Past Examples That Worked: “M.A.S.H.,” “Fame,” “Parenthood,” “Hannibal”
What’s Coming This Fall: “Lethal Weapon” (Fox), “Frequency” (The CW), “Training Day” (CBS), “Shooter” (USA)
How New Shows Can Succeed: The key to success, it seems, is honoring the essence of the original film more than holding firm to exact dialogue, plot points or story arcs. Yes, the characters’ names are the same, as are many of the situations, but that doesn’t mean performances should be imitations or famous sequences have to be recreated. “Lethal Weapon,” for instance, would be well-advised not to recreate Riggs based on the Mel Gibson model. No one can do what Gibson did, especially today, and Clayne Crawford certainly has his own talents to emphasize. Same goes for “Training Day,” as Bill Paxton is a far different actor (in almost every way) than Denzel Washington. The new CBS procedural needs to tackle police corruption from the inside, examining the moral quandaries associated with skirting the line between cop and criminal. “Shooter” has a little more leeway, considering Antoine Fuqua’s 2007 action flick isn’t exactly considered a classic. Still, it shouldn’t be afraid to have a little fun with its sharpshooter. As for “Frequency,” well, it might be best to forget the Dennis Quaid drama that inspired it. With a father/daughter relationship rather than father/son, it looks like it’s already trying.
These remakes imagine what would happen if the timeline of the primary series were extended, either bringing the original characters into a new adventure after a period of time away or creating a new generation (sometimes even related to the original ones) to follow a similar formula.

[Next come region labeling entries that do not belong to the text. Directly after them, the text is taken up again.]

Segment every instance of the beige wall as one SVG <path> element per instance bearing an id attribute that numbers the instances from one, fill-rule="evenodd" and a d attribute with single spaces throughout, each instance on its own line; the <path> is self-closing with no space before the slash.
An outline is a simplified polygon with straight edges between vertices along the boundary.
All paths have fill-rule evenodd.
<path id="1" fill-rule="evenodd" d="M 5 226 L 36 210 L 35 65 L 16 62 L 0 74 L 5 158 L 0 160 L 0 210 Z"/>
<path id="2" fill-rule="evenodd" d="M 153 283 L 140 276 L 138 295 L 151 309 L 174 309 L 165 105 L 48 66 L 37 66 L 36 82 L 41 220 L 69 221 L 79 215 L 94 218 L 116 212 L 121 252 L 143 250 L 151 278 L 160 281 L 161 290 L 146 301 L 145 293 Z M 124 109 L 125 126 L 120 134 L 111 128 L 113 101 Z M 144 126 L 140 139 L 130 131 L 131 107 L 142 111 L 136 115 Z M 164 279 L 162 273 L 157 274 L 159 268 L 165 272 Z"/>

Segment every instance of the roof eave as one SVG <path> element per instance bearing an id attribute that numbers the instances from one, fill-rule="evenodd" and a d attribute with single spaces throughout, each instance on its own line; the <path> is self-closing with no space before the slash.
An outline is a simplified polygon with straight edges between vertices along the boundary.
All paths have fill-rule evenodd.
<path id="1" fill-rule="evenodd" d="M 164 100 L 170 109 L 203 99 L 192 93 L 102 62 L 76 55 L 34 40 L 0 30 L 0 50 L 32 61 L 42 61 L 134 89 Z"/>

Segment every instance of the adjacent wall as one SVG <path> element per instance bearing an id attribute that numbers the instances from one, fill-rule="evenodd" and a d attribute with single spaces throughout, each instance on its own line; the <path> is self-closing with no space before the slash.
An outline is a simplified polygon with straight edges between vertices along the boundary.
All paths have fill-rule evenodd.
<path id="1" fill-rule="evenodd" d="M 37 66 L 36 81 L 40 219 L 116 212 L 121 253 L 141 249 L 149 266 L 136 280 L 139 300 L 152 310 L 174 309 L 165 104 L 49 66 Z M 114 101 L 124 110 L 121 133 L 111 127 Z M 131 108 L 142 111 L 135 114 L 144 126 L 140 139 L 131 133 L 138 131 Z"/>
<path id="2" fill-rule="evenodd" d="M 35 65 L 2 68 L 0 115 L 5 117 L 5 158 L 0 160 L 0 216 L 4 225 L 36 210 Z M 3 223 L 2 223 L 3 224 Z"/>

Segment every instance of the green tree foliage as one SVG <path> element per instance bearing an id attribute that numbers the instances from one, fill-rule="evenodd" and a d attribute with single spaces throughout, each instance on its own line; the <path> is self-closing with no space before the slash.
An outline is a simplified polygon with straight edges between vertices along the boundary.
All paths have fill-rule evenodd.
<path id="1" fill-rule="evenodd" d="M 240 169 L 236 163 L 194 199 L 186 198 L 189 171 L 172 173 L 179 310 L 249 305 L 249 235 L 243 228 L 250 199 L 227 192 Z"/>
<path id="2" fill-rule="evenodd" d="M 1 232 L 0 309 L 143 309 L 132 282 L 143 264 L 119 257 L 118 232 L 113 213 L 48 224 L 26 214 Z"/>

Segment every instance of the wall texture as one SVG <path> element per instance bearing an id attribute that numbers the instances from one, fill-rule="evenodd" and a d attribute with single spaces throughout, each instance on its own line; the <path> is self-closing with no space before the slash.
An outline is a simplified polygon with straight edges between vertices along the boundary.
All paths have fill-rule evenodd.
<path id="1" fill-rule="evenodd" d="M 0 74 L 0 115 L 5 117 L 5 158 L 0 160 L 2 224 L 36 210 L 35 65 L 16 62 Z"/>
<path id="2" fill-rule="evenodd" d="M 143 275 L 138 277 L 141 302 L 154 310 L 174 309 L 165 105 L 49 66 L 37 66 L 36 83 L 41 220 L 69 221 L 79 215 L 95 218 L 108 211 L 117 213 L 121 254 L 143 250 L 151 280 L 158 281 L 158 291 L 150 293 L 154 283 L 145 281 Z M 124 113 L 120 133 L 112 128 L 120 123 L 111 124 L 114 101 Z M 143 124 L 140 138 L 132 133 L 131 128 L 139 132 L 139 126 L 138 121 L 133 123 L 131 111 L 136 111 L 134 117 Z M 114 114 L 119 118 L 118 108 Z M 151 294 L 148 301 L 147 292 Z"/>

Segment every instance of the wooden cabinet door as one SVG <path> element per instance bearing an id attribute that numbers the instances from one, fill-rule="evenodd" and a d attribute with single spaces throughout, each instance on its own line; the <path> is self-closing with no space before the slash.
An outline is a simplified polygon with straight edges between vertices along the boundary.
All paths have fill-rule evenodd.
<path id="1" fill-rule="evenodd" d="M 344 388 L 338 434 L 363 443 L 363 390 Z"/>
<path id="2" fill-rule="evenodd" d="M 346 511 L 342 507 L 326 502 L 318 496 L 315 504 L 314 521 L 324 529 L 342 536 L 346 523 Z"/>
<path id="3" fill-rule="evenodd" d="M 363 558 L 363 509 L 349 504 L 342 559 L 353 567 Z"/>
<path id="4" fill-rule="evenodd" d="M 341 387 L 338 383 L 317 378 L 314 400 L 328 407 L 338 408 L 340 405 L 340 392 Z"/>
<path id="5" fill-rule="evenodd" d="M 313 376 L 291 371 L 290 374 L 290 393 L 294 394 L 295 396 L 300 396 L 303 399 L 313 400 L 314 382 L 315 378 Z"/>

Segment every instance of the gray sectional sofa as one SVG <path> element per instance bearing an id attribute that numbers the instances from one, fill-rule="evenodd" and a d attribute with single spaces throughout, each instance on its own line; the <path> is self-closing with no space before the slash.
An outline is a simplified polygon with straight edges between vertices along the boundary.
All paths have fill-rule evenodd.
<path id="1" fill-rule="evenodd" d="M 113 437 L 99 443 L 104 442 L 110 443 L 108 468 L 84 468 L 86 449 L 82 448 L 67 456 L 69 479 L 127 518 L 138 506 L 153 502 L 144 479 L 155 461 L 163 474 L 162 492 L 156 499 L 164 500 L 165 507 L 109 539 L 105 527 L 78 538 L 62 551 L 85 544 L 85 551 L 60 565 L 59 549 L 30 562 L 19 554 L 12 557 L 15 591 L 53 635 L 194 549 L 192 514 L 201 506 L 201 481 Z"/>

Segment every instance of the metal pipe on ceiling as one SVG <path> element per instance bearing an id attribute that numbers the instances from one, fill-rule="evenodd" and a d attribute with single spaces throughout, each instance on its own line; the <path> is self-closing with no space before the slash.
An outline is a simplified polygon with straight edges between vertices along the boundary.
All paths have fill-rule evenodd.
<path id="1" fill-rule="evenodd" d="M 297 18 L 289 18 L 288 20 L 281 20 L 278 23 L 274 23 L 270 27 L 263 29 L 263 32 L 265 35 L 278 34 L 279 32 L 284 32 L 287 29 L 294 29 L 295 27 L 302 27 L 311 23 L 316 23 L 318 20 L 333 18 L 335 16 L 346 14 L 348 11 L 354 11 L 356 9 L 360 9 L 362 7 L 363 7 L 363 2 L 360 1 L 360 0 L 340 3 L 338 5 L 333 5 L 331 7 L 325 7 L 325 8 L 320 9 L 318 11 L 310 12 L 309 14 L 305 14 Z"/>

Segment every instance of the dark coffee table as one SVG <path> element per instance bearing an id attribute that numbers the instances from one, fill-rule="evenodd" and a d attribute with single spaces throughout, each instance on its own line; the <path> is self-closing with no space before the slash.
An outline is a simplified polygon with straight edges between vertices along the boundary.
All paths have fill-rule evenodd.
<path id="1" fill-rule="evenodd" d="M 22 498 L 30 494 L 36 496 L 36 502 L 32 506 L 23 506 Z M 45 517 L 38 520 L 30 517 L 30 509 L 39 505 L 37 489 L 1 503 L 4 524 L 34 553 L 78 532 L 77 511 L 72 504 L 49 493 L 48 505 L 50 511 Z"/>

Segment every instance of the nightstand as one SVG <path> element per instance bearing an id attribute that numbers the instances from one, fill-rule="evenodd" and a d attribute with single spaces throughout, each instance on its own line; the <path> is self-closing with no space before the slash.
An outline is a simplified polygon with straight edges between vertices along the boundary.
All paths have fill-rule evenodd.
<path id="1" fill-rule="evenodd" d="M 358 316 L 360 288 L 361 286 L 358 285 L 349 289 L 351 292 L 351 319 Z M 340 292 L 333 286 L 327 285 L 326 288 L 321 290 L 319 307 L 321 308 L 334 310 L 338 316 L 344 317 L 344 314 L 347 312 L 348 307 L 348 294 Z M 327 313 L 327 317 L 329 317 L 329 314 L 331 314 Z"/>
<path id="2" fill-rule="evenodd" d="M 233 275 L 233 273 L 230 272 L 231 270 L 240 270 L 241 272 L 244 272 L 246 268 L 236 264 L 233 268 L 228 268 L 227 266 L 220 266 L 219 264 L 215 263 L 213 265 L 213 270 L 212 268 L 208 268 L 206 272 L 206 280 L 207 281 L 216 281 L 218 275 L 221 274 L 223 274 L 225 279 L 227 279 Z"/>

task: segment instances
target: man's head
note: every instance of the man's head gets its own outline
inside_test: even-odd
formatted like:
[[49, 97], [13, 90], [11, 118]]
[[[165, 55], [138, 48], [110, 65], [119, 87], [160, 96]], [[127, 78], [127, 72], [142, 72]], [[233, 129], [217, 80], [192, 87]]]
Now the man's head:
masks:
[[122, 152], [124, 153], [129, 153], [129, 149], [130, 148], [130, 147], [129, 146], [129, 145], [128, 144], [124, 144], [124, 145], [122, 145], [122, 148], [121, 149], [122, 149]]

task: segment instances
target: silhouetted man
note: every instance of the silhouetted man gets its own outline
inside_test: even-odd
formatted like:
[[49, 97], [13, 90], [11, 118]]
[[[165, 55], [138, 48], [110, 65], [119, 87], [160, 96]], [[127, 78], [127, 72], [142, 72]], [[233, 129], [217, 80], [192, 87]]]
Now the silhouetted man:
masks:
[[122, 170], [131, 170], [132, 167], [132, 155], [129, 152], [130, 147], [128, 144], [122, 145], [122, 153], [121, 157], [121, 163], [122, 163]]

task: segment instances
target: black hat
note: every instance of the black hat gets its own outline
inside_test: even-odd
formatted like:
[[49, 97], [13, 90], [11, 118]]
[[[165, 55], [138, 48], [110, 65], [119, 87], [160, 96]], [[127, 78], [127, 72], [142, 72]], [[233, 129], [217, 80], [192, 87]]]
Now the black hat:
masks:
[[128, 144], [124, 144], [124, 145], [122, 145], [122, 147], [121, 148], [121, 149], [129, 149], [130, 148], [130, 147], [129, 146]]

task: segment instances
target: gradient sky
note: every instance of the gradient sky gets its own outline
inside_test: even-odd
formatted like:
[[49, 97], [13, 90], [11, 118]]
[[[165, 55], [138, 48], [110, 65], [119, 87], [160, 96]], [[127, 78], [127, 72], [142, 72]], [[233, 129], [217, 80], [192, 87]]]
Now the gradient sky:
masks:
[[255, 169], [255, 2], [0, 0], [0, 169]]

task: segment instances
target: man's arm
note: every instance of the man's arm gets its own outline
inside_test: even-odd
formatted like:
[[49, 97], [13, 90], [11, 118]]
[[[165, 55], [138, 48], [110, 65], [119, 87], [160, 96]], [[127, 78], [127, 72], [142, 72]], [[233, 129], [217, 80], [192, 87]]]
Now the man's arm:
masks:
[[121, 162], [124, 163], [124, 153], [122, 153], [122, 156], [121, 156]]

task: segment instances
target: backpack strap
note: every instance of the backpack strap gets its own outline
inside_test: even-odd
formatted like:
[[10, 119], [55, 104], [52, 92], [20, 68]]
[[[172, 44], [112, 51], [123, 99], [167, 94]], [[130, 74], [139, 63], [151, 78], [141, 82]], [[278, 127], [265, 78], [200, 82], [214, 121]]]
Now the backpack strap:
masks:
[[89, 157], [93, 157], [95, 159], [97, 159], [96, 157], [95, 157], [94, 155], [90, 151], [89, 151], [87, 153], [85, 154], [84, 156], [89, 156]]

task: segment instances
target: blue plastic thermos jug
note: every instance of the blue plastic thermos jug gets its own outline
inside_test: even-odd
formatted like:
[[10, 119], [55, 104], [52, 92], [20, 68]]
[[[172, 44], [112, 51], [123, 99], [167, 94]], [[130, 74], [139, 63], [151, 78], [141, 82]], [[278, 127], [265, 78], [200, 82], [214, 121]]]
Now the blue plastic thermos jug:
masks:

Past Examples That Worked: The shows that successfully picked up where they left off include “The X-Files,” “Arrested Development” (even hopping networks from Fox to Netflix), “Stargate SG-1” (picking up a year after the events in the film) “Degrassi: Next Generation” and “Degrassi: Next Class,” the always groovy “Ash vs. Evil Dead” and the prequel series “Wet Hot American Summer: First Day of Camp.” Other examples include “90210,” “Girl Meets World” and “Fuller House,” the latter of which not only ushered in a new generation of Tanners, but also used a gender flip on the old formula of three pals struggling to parent an entire household. “Dragnet” was an early example, as the police series initially ran for eight years (between 1951 and 1959) before returning with a new, color version between 1967 and 1970. Jack Webb starred in both as Sgt. Joe Friday.
What’s Coming This Fall: In late November, “Gilmore Girls: A Year in the Life” (Netflix) brings us back to Stars Hollow to see what Rory, Lorelai and the rest of the gang are up to now. In midseason, keep an eye out for “Prison Break” (F0x), David Lynch’s “Twin Peaks” sequel (Showtime), “Star Trek: Discovery” (CBS All Access) and “Taken” (NBC), which picks up where the first film stops. Over on Fox, “24: Legacy” is set in the same universe as the Kiefer Sutherland series, but doesn’t actually feature any returning characters (except hints of Chloe’s possible return).
How New Shows Can Succeed: Continuity with the characters is key, and that includes keeping the same actors and even writers who can re-create the appropriate voices and tone from the original series. Also, when bringing in the new generation, it’s important that they are not only connected to the older characters somehow (through blood, profession, location, etc) but that they are simultaneously relevant to the current viewers.